Trauma to the spinal cord and column can be a devastating injury with multiple complications including post-traumatic deformity. Appropriate imaging is used to diagnose a post-traumatic deformity.The goal for treatment is to provide the most appropriate and least invasive treatment to improve the patient's condition and quality of life. Surgical intervention may be required if the deformity is progressive or if there is a new onset or progression of a neurologic deficit. Less invasive surgery, which offers more cosmetically acceptable scars, a shorter hospital stay and a quicker recovery, may be appropriate for some patients with post-traumatic deformities.

Frequently asked questions

Q: If I am experiencing back pain, what are some signs that would indicate that I should see a physician?

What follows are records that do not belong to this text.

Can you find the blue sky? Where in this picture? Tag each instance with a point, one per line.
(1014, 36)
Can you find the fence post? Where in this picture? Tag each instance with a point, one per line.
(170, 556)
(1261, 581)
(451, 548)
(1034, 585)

A: Call your health care provider if you have persistent, severe back pain, especially if you have also have numbness, loss of movement, weakness, or bowel or bladder changes.

Q: What are spine tumors?

A: Spine tumors are abnormal growths of tissue found in and around the spine. Tumors in the spine may be primary (begin in the spine) or secondary (metastatic – move to the spine from other locations). The most common cancers that move to the spine are breast, lung, renal and prostate.

Q: What causes scoliosis?

    A: Scoliosis has three general causes:
  • Congenital (present at birth) scoliosis is due to a problem with the formation of the spine bones (vertebrae) or fused ribs during development in the womb.
  • Neuromuscular scoliosis is caused by problems such as poor muscle control or muscle weakness, or paralysis due to diseases such as cerebral palsy, muscular dystrophy, spina bifida and polio.
  • Idiopathic scoliosis is scoliosis of unknown cause. It appears in a previously straight spine.

Idiopathic scoliosis in adolescents is the most common type of scoliosis. Some people may be prone to a curving of the spine, and most cases occur in girls.

Q: What does a back brace do for scoliosis patients?

A: A back brace does not reverse the curve. Instead, it uses pressure to help straighten the spine. The brace can be adjusted with growth. Bracing does not work in congenital or neuromuscular scoliosis, and is less effective in infantile and juvenile idiopathic scoliosis.

Q: If I have scoliosis, will I have to have surgery?

A: In cases where the curvature is severe or does not respond to bracing, surgery may be recommended. In determining whether to recommend surgery, the physician will consider the severity and rigidity of the curve; the patient's age, overall health and medical history; and cause of scoliosis.